I've been using AI image generation for a while now, and I've noticed how profoundly AI doesn't seem to see the image as a whole, sometimes generating an image with parts of fingers floating near objects supposed to be being held, VERY warped perspective, and of course, extra fingers and occasionally legs. I also notice that by negative prompting 'extra/distorted limbs' (or similar)it often solves the problem, so it appears that there must be some sort of awareness of what is happening in the image. Stable Diffusion being open source and thus available for analysis, why would AI specifically have this as a common problem?
Let's start from the problem associated with generating details in images, probably as old as computer vision itself.
Consider an image of a person of classic size 512x512 pixels, one finger in that image will probably consists only of 10 of those pixels. Whatever loss you might use, the contribution coming from the reconstruction of 10 pixels will be most of the time irrelevant compare to the contribution coming from other elements in the image. Let's also remember that most architectures today rely on convolutions, meaning that those 10 pixels will be averaged together trough some pooling operation, making them count even less. This should give the overall idea about way in general even state of the art models fails with high details.
Diffusion models add even more complexity to the overall picture because they start from random noise and they iteratively subtract a different noise distribution learned during training to produce something that make sense. So not only they have the hard task to learn details, they also have to learn to distinguish between noise that's actual noise to remove, and details that sometimes do resemble noise but that we want to keep.
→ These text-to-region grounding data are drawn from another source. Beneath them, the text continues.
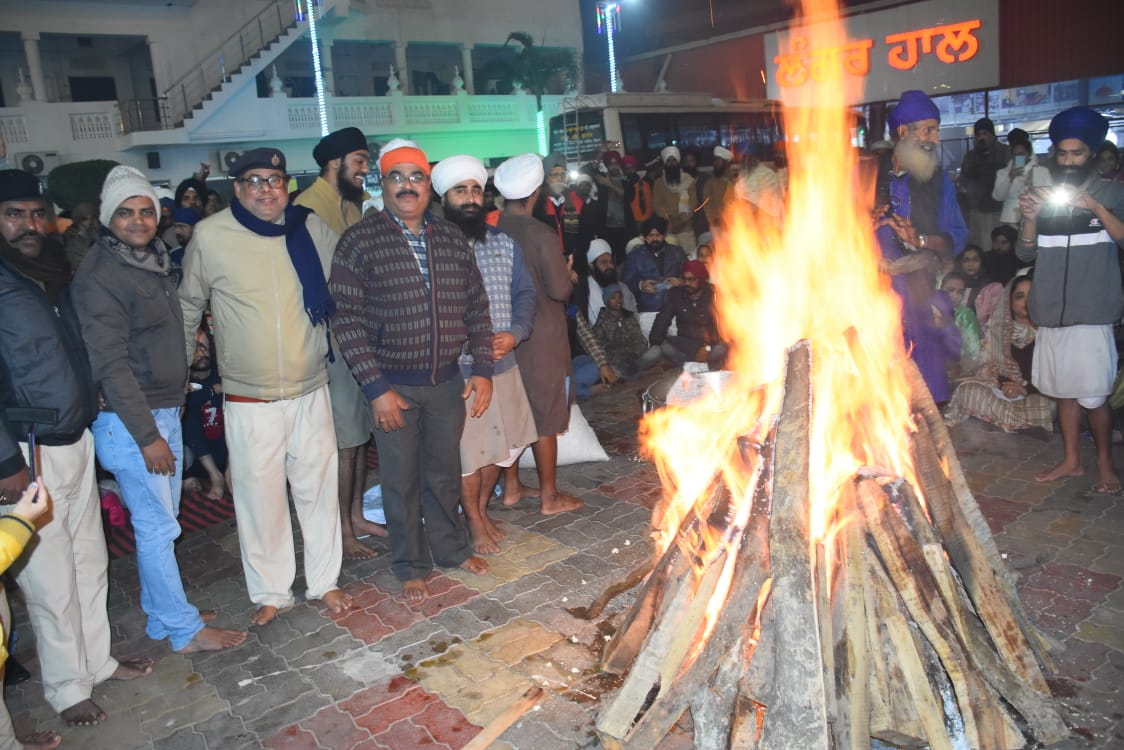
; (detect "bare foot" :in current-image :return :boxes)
[199,609,218,623]
[205,481,226,500]
[1034,463,1084,483]
[18,729,61,749]
[61,699,107,727]
[467,517,500,554]
[402,578,429,603]
[250,605,291,626]
[501,480,537,507]
[540,491,583,515]
[484,515,506,541]
[182,477,203,492]
[352,516,389,538]
[175,625,247,653]
[319,589,353,614]
[459,555,489,575]
[343,537,378,560]
[110,657,153,680]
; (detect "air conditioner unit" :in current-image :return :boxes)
[221,150,244,172]
[16,152,62,176]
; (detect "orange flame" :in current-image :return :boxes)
[643,0,920,599]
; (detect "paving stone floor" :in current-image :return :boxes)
[3,373,1122,749]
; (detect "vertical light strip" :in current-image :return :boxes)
[606,4,619,93]
[537,109,547,155]
[307,0,329,135]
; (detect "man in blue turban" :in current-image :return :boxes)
[874,89,968,405]
[1016,106,1124,494]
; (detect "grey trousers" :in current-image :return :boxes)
[374,377,473,581]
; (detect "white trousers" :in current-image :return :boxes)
[14,431,117,712]
[224,385,342,607]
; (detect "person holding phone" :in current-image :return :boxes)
[1016,106,1124,495]
[992,129,1043,227]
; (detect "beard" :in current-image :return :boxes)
[445,202,488,242]
[189,356,211,375]
[647,240,665,254]
[894,137,940,182]
[337,167,366,202]
[591,264,618,287]
[713,161,728,178]
[1049,158,1096,186]
[664,164,681,183]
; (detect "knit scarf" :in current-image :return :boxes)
[0,235,71,304]
[99,227,171,276]
[230,199,336,327]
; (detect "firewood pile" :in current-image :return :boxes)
[593,342,1066,750]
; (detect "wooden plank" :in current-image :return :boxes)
[754,341,831,750]
[905,361,1056,670]
[857,479,1022,750]
[461,686,545,750]
[834,507,870,750]
[863,542,953,750]
[600,492,772,748]
[911,421,1052,696]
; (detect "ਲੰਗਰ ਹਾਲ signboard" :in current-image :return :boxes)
[765,0,999,106]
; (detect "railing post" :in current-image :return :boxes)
[180,83,188,123]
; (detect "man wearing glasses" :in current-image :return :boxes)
[331,140,493,603]
[180,148,352,626]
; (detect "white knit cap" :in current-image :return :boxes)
[661,145,681,164]
[99,165,160,226]
[431,154,488,197]
[586,238,612,265]
[494,153,545,200]
[713,145,733,162]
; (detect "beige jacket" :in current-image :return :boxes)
[294,176,364,236]
[179,208,339,400]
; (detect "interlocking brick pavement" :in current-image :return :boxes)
[1,373,1121,748]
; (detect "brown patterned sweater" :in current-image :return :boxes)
[331,209,493,401]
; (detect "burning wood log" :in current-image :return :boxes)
[592,346,1065,749]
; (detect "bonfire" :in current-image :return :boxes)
[588,0,1066,748]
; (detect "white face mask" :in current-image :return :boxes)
[547,181,567,197]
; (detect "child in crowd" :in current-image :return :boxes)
[940,271,981,378]
[946,271,1054,432]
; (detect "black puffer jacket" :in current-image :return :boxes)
[0,256,97,479]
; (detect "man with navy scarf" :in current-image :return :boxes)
[180,148,352,626]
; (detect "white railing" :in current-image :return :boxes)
[0,115,30,146]
[279,93,554,137]
[70,111,119,141]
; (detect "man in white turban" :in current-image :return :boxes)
[433,154,539,553]
[703,145,736,229]
[652,144,697,257]
[493,154,584,516]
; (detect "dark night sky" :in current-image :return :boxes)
[578,0,883,82]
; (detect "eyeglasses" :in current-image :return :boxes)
[237,175,287,192]
[382,172,429,186]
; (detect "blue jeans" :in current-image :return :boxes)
[572,355,601,400]
[92,409,203,650]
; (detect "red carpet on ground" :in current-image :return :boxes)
[104,489,236,558]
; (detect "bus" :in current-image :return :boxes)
[548,92,784,168]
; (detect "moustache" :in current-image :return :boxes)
[396,189,420,199]
[14,231,43,241]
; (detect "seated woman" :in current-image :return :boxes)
[956,244,991,311]
[946,271,1055,432]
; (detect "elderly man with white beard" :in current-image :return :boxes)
[874,89,968,405]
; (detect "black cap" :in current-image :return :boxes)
[229,148,286,177]
[1007,128,1030,147]
[973,117,995,135]
[0,169,44,203]
[312,127,368,167]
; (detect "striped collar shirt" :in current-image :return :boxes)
[385,209,431,289]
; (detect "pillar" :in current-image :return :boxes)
[394,42,408,95]
[323,40,337,96]
[460,43,475,95]
[21,32,47,102]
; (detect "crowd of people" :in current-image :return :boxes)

To understand the connection between noise and details it useful to know that in the literature image details are often referred to as high frequency functions. It's actually an on point definition rather than just an analogy. The frequency of a wave relates to its wavelength, basically how much space it need to complete a full cycle, in an image you can think of the frequency of an element exactly the same way, i.e. how much space in the image the element need to end or repeat itself (I know it more complicated than this, but we care about the gist). This very nice paper shows how it become suddenly easy for simple architectures to reconstruct high details when random Fourier transformation are used for feature extraction (basically high frequency random functions). The image below is taken from the paper. This unfortunately comes with huge increase in computational power and it not a real feasible solution for large models like stable diffusion.
One last consideration should be done about the negative prompts. Unlike purely visual models, text to image models try to learn a semantic latent space, i.e. they try to associate specific latent vectors with elements that the output image have (during training) or should have (during inference). Moreover, this latent space for the most part have nice geometric properties, like vectors of word of opposite meaning have opposite direction. Now, stating that something should be in the generated image gives absolutely total freedom to a model about extra elements that could be potentially present. The weights of a model are always used all at once, the text prompt simply causes some weight vectors in the latent space to have more impact than others. This is why negative prompt are an easy solution to remove artefacts (to some extent), you're just constraining the model more. The model has already learned that most of the times a hand has 5 finger, but since a hand it's a rather detailed element to generate and because it's not explicitly sated in the prompt that we want 5 fingers, a model has more than enough space for random manoeuvre to end up generating aberrations.